Lindner wirft vor ⋆ Nürnberger Blatt die Bundeslandrunde “Entkopplung von der Realität des Lebens”

Christian Lindner – Bild: INSM / CC BY-ND 2.0

Der Vorsitzende der FDP-Fraktion, Christian Lindner, beschuldigt Bund und Länder, den Alltag der Bürger ignoriert zu haben. Die jüngsten Resolutionen der Bundesländer zur Koronapolitik “atmen die völlige Trennung von den Lebensrealitäten vieler Familien”, sagte er am Dienstag in Berlin. Zum Beispiel ist es unverständlich, warum geimpfte Großeltern ihre Kinder und Enkelkinder zu Ostern nicht besuchen sollten. “Das ist dem Leben fremd.”

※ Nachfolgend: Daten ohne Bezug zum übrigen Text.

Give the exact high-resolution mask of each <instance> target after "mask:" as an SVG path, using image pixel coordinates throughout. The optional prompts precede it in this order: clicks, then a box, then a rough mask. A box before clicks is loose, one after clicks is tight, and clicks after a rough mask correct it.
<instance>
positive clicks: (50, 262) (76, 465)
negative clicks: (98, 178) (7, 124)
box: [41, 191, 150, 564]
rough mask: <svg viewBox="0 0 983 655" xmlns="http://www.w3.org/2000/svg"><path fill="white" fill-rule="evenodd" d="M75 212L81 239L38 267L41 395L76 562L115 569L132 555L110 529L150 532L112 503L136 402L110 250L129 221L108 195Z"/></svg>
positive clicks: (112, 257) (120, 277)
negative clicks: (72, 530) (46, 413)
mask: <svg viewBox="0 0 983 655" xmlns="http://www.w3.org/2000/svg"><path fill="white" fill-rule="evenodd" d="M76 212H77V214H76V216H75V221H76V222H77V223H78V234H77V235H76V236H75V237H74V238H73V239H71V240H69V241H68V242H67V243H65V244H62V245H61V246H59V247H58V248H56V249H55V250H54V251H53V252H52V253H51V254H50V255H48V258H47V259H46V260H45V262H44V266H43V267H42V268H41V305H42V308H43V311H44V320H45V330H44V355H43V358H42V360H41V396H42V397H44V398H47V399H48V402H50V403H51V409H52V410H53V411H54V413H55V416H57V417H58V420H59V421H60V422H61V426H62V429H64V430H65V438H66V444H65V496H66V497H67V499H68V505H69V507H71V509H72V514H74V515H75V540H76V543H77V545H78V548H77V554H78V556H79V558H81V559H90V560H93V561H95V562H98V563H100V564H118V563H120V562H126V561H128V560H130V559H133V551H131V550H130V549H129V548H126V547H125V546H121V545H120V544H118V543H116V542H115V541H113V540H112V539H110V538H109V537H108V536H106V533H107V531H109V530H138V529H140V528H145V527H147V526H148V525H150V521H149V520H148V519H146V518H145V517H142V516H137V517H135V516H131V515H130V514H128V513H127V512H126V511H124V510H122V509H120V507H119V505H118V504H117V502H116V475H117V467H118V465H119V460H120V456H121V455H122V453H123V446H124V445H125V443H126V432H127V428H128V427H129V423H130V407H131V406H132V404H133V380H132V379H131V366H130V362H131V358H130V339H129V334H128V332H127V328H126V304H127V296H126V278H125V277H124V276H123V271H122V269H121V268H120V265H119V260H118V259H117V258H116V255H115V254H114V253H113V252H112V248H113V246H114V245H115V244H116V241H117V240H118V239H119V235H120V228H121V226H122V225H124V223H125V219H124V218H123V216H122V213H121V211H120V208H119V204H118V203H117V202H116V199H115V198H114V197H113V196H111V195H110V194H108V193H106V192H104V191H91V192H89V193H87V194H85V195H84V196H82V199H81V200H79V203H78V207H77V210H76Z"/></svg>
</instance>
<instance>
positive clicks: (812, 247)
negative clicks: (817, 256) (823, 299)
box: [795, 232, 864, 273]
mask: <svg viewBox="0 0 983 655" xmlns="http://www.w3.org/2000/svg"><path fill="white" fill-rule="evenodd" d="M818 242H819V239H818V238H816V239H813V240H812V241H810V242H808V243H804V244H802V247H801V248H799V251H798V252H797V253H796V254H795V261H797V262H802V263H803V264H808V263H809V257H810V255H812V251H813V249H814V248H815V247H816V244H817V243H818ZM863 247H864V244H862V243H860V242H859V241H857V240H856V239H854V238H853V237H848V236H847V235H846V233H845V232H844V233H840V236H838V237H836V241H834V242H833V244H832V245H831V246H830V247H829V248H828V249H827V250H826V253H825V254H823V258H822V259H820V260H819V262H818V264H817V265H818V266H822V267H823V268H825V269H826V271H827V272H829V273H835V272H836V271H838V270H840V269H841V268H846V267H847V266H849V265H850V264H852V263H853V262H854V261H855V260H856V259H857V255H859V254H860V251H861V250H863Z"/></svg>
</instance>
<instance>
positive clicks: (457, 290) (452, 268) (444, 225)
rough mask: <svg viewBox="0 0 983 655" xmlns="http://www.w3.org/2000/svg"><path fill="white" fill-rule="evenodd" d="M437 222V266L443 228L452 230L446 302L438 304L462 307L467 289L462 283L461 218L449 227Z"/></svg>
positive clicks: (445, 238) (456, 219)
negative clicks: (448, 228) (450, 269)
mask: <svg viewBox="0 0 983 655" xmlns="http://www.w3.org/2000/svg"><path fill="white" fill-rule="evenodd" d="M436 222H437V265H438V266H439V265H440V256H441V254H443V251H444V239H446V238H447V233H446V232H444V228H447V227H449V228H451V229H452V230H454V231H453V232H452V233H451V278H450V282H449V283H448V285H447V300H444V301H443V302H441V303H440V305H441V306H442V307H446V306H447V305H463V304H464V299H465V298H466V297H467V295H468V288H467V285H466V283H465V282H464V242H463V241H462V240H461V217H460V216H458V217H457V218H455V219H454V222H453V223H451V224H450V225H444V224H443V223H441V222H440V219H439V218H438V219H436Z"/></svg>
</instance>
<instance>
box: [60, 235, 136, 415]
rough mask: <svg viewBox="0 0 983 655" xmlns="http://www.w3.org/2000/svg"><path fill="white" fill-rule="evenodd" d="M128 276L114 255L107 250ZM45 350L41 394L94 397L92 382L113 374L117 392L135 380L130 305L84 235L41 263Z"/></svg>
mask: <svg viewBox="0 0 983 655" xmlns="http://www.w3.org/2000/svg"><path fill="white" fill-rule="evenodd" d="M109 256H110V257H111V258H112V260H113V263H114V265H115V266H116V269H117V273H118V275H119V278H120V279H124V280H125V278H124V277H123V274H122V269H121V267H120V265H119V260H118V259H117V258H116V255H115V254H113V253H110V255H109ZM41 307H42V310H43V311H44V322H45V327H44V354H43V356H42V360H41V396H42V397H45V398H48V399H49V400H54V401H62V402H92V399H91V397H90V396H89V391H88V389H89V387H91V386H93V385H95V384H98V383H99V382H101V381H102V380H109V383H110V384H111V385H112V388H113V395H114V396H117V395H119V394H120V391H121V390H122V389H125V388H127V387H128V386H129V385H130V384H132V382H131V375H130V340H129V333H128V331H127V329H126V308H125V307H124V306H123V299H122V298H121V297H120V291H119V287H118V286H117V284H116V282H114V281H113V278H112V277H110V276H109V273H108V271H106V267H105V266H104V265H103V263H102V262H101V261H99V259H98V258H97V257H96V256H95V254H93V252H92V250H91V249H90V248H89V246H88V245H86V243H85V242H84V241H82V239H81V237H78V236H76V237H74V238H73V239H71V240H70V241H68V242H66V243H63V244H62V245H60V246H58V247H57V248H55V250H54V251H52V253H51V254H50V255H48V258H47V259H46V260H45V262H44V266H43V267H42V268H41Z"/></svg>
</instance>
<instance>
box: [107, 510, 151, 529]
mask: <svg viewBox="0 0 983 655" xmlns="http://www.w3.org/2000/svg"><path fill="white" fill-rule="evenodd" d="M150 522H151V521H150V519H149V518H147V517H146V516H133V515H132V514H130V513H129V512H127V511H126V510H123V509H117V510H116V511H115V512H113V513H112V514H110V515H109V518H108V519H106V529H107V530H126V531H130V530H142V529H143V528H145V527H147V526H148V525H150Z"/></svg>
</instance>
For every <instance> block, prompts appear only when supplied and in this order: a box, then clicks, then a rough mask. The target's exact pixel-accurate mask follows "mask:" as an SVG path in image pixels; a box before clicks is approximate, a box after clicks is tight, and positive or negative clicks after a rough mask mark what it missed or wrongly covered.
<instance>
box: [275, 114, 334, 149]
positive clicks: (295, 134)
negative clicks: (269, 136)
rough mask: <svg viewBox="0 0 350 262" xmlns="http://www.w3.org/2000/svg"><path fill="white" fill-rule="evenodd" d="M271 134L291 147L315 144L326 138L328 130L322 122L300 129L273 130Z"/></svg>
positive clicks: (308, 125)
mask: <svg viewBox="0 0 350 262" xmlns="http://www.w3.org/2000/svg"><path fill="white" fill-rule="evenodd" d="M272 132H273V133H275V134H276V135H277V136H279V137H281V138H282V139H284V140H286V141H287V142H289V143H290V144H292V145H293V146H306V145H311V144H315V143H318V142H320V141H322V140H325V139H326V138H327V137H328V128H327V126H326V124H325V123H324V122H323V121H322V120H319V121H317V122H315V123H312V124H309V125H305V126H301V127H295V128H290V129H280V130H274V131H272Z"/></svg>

Lindner forderte auch “mehr Raum für kreative Lösungen”. Beispielsweise besteht Bedarf an „mehr Pragmatismus bei der Impfung“, beispielsweise durch Verlängerung der Intervalle zwischen der ersten und der zweiten Impfung. Schnelltests sollten wiederum in jeder Arztpraxis, Apotheke und Drogerie durchgeführt werden.

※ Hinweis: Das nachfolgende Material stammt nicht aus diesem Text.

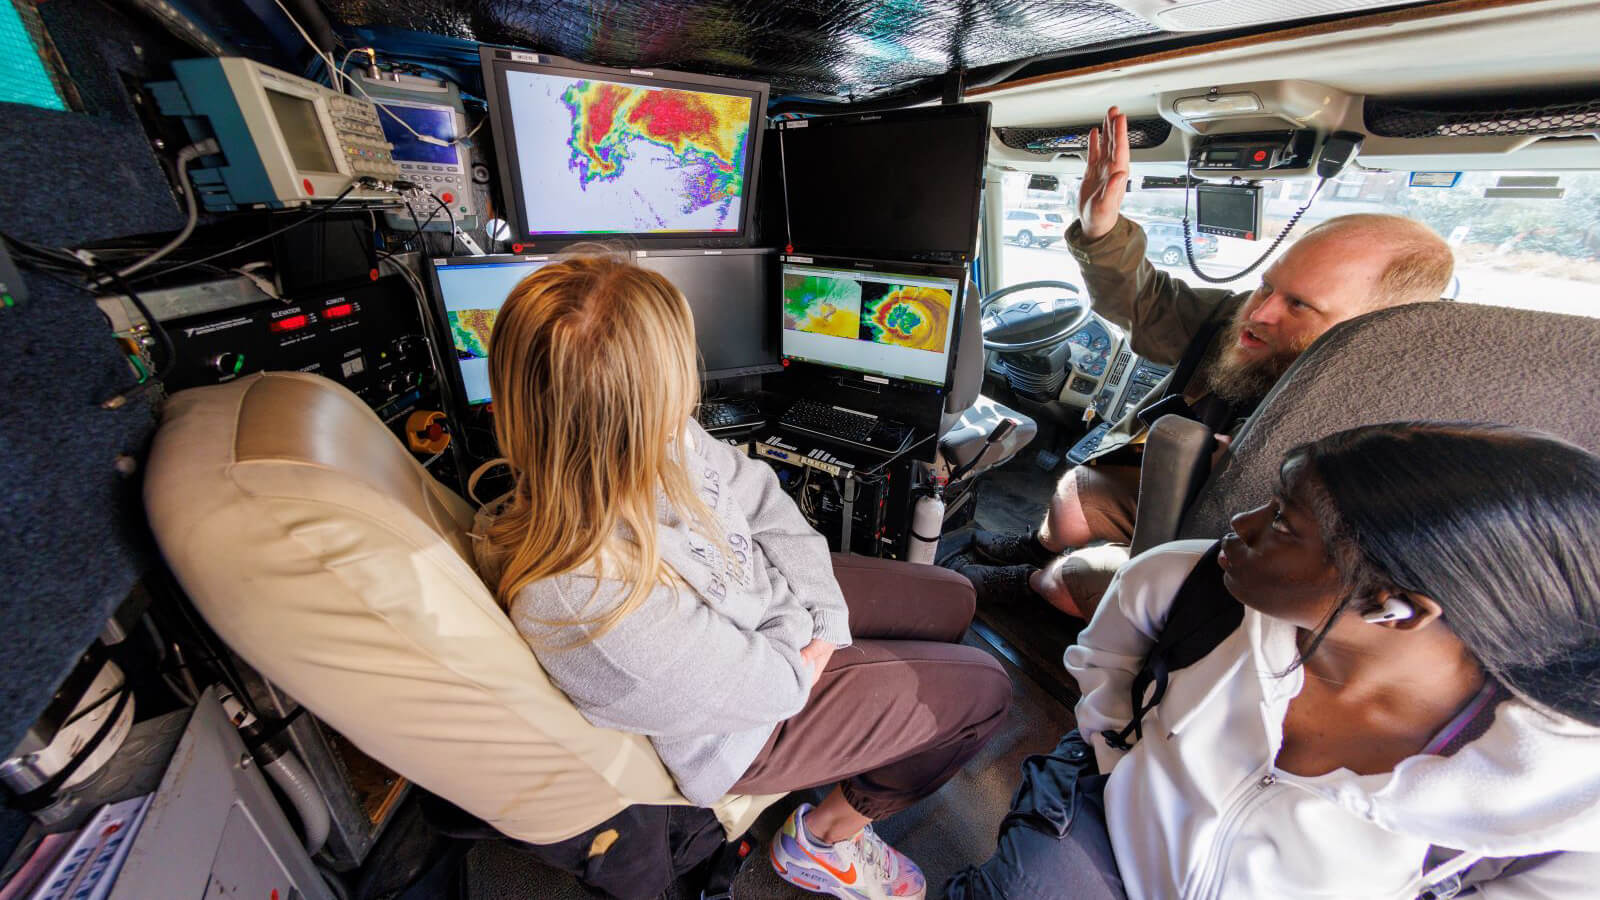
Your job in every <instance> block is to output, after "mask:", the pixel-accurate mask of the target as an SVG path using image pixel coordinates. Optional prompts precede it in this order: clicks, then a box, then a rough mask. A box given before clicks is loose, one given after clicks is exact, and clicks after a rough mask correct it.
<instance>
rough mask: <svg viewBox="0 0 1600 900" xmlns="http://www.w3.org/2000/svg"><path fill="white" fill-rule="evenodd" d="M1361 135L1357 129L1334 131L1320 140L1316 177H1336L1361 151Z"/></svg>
mask: <svg viewBox="0 0 1600 900" xmlns="http://www.w3.org/2000/svg"><path fill="white" fill-rule="evenodd" d="M1362 141H1363V136H1362V135H1360V133H1357V131H1334V133H1333V135H1328V136H1326V138H1323V141H1322V152H1320V154H1317V178H1338V175H1339V173H1341V171H1344V167H1346V165H1347V163H1349V162H1350V160H1352V159H1354V157H1355V154H1358V152H1362Z"/></svg>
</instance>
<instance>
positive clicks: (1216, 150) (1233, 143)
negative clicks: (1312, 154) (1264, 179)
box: [1189, 130, 1317, 175]
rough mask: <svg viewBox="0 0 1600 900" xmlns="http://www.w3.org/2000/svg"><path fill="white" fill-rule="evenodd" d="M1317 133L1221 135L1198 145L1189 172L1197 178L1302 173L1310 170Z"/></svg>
mask: <svg viewBox="0 0 1600 900" xmlns="http://www.w3.org/2000/svg"><path fill="white" fill-rule="evenodd" d="M1315 149H1317V133H1315V131H1310V130H1294V131H1258V133H1251V135H1219V136H1216V138H1208V139H1202V141H1197V143H1195V146H1194V149H1192V151H1190V152H1189V170H1190V171H1194V173H1197V175H1250V173H1254V175H1262V173H1274V175H1275V173H1283V175H1290V173H1299V171H1301V170H1306V168H1309V167H1310V162H1312V152H1314V151H1315Z"/></svg>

“Wo ist das Vertrauen in dieses Unternehmen?” Fragte Lindner. Es gibt eine Art „Planwirtschaft bei der Bewältigung der Pandemie“. Menschen könnten viele Risiken selbst gut einschätzen. Viele Unternehmen wie Restaurants, Hotels und Sportanlagen verfügen auch über funktionierende Hygienekonzepte, die aufgrund der dauerhaften Schließung nicht angewendet werden.

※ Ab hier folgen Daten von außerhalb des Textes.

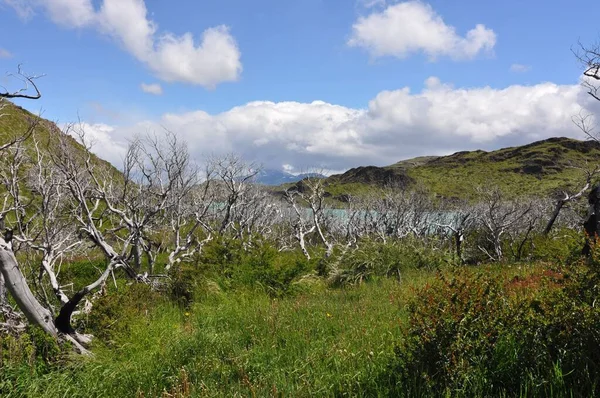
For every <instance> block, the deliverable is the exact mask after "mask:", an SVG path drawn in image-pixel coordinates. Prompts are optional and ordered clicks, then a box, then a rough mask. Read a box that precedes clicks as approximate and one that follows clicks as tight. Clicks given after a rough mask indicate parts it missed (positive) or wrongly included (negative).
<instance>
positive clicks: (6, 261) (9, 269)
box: [0, 237, 58, 337]
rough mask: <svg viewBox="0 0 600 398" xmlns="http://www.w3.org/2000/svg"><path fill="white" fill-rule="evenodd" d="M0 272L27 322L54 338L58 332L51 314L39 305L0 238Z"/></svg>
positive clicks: (24, 276) (28, 285) (9, 245)
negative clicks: (38, 328)
mask: <svg viewBox="0 0 600 398" xmlns="http://www.w3.org/2000/svg"><path fill="white" fill-rule="evenodd" d="M0 272H2V276H3V277H4V282H5V286H6V288H7V290H8V291H9V292H10V294H11V296H12V298H13V299H14V300H15V302H16V303H17V306H18V307H19V309H20V310H21V311H22V312H23V314H24V315H25V317H26V318H27V320H28V321H29V322H30V323H31V324H32V325H36V326H39V327H41V328H42V329H43V330H44V331H45V332H46V333H48V334H50V335H52V336H54V337H56V336H57V334H58V332H57V329H56V327H55V326H54V320H53V319H52V314H51V313H50V311H49V310H48V309H47V308H44V307H43V306H42V305H41V304H40V302H39V301H38V300H37V298H36V297H35V296H34V294H33V293H32V291H31V289H30V288H29V285H28V284H27V280H26V279H25V276H24V275H23V272H21V269H20V268H19V263H18V262H17V259H16V257H15V255H14V253H13V251H12V246H11V244H10V243H8V242H6V241H5V240H4V238H2V237H0Z"/></svg>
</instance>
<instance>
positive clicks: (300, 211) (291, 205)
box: [284, 189, 316, 260]
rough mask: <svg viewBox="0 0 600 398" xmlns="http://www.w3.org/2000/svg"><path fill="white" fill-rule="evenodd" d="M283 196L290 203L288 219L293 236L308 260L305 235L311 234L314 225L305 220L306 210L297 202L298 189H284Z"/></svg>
mask: <svg viewBox="0 0 600 398" xmlns="http://www.w3.org/2000/svg"><path fill="white" fill-rule="evenodd" d="M284 198H285V200H286V202H287V203H288V204H289V205H290V207H291V209H293V213H294V214H293V215H291V216H290V217H289V220H290V221H291V223H292V228H293V230H294V237H295V238H296V240H297V241H298V244H299V245H300V250H302V253H303V254H304V256H305V257H306V258H307V259H308V260H310V258H311V257H310V253H309V251H308V249H307V248H306V237H307V236H308V235H310V234H312V233H313V232H314V231H315V229H316V227H315V226H314V225H310V221H309V220H307V218H308V212H306V211H305V209H303V208H302V207H301V205H300V204H299V203H298V198H300V193H299V192H298V190H295V189H290V190H286V191H285V195H284Z"/></svg>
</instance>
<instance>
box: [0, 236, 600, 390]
mask: <svg viewBox="0 0 600 398" xmlns="http://www.w3.org/2000/svg"><path fill="white" fill-rule="evenodd" d="M388 246H392V247H388ZM395 246H396V245H390V244H386V245H384V244H371V245H369V246H368V247H369V250H372V253H373V256H372V257H371V258H372V259H375V260H373V261H371V262H370V263H369V264H368V265H367V266H366V268H365V264H364V263H363V264H359V263H360V260H356V261H354V262H352V261H348V262H347V263H346V264H348V265H347V268H346V271H347V272H362V273H363V274H364V275H363V276H364V278H362V279H361V281H362V282H355V283H343V284H341V285H340V284H339V283H334V281H333V279H332V278H331V277H327V276H319V269H321V268H323V267H331V266H332V263H333V262H336V264H337V265H336V266H337V267H340V266H343V264H344V263H343V262H344V261H346V260H348V259H347V258H346V259H345V258H344V257H343V256H339V255H338V257H337V258H336V259H330V260H327V261H328V262H326V263H325V264H324V261H325V260H323V258H316V259H315V260H311V261H306V260H302V257H300V256H299V255H297V254H295V253H276V252H275V251H274V250H271V249H269V248H262V249H260V248H259V249H256V250H253V251H250V252H249V253H244V254H240V253H237V254H236V255H232V254H233V253H230V254H229V255H227V256H224V257H223V256H222V255H223V253H222V251H221V250H217V251H216V252H215V251H211V250H212V249H214V248H212V249H211V247H209V248H207V250H206V251H205V254H204V256H203V257H201V258H199V259H198V263H197V264H195V265H194V266H190V265H186V266H184V267H182V268H181V269H180V270H178V272H177V273H176V275H175V276H174V277H173V280H172V281H171V283H170V284H168V285H167V286H166V287H165V289H163V291H158V292H157V291H153V290H151V289H150V288H149V287H148V286H145V285H140V284H131V283H126V281H125V280H124V279H123V280H121V279H118V280H117V281H116V282H117V283H116V285H114V284H113V283H111V284H108V285H107V286H106V290H105V292H104V293H103V295H102V296H101V297H99V298H97V300H96V301H95V303H94V307H93V310H92V312H91V313H90V314H89V315H82V316H80V317H78V325H79V327H80V328H81V329H83V330H85V331H86V332H91V333H93V334H94V335H95V342H94V343H93V345H92V352H93V356H92V357H90V358H84V359H83V360H82V359H81V357H79V356H76V354H74V353H73V352H72V351H70V350H69V349H68V347H65V346H62V347H59V346H56V344H55V343H54V342H53V341H51V340H49V339H48V338H47V337H45V336H44V335H43V334H41V333H40V332H37V331H36V330H35V329H31V330H28V332H27V333H25V334H22V335H20V336H5V335H3V336H2V338H1V339H2V340H0V342H1V344H0V348H1V350H2V351H1V352H0V358H1V362H0V364H1V368H0V369H1V373H0V395H1V396H3V397H23V396H27V397H42V396H43V397H287V396H294V397H296V396H297V397H309V396H310V397H313V396H324V397H328V396H369V397H370V396H411V397H412V396H540V397H541V396H594V395H595V394H596V392H597V381H598V373H597V370H598V369H597V366H598V365H597V363H598V362H596V359H598V358H599V357H598V356H599V355H600V349H599V348H598V344H597V343H598V342H599V341H600V340H599V334H600V312H599V311H598V310H597V308H596V305H595V298H594V296H595V293H597V292H596V291H597V290H598V286H597V285H596V282H597V281H598V282H600V277H599V276H598V275H597V273H596V271H595V265H594V264H593V263H590V262H583V261H581V260H572V259H571V260H568V261H567V260H565V258H566V257H568V256H567V255H568V254H569V250H570V249H568V248H565V247H562V246H561V247H556V245H555V244H552V243H551V244H549V245H548V247H547V251H546V252H544V253H547V255H546V259H544V255H543V254H542V252H541V251H540V252H538V253H537V257H538V258H537V259H536V260H535V261H528V262H507V263H505V264H481V265H477V266H462V265H457V264H454V263H453V262H452V261H449V260H447V257H444V259H440V261H439V263H438V264H436V265H435V266H428V265H423V263H422V262H418V261H415V258H416V257H419V255H416V254H414V253H413V256H412V257H411V256H409V255H407V254H406V253H407V249H406V248H402V250H403V253H405V255H404V257H403V258H404V259H406V260H407V261H399V262H398V261H397V258H396V256H393V255H389V252H390V251H391V252H392V253H393V252H394V250H400V249H399V248H397V247H395ZM215 247H216V245H215ZM231 250H237V249H235V248H232V249H231ZM376 251H379V252H380V253H382V252H385V253H387V254H388V255H376ZM417 252H418V253H421V256H422V253H424V251H417ZM557 253H558V254H561V253H562V255H558V254H557ZM441 254H442V253H440V255H441ZM563 255H564V256H563ZM427 256H428V257H427V258H429V259H431V258H432V256H433V255H432V254H431V253H428V254H427ZM561 256H562V257H561ZM221 257H223V258H224V259H226V260H220V258H221ZM411 258H412V262H409V261H408V260H409V259H411ZM548 258H552V259H553V260H552V261H548V260H547V259H548ZM390 259H395V261H394V264H391V263H390ZM561 259H562V260H561ZM302 262H303V264H302V265H301V266H300V265H298V263H302ZM561 262H562V263H561ZM225 265H227V266H228V268H227V269H225V268H224V266H225ZM391 266H393V267H395V268H394V272H391V273H390V272H388V271H389V269H390V267H391ZM67 269H68V268H67ZM77 269H78V270H82V271H81V272H82V273H85V272H90V270H89V269H88V270H85V267H81V266H79V267H77ZM74 276H75V277H77V275H74ZM352 280H356V279H352ZM599 285H600V284H599Z"/></svg>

Auch die FDP-Fraktion und der Parteivorsitzende waren mit der Organisation der Bundeslandrunden unzufrieden. Die letzten Beratungen begannen am frühen Montagnachmittag und endeten erst nach zwei Uhr morgens am Dienstag. Lindner kritisierte “diese Showdowns bis in die frühen Morgenstunden”. Er forderte, dass die nächste Landesrunde um neun Uhr morgens beginnen müsse.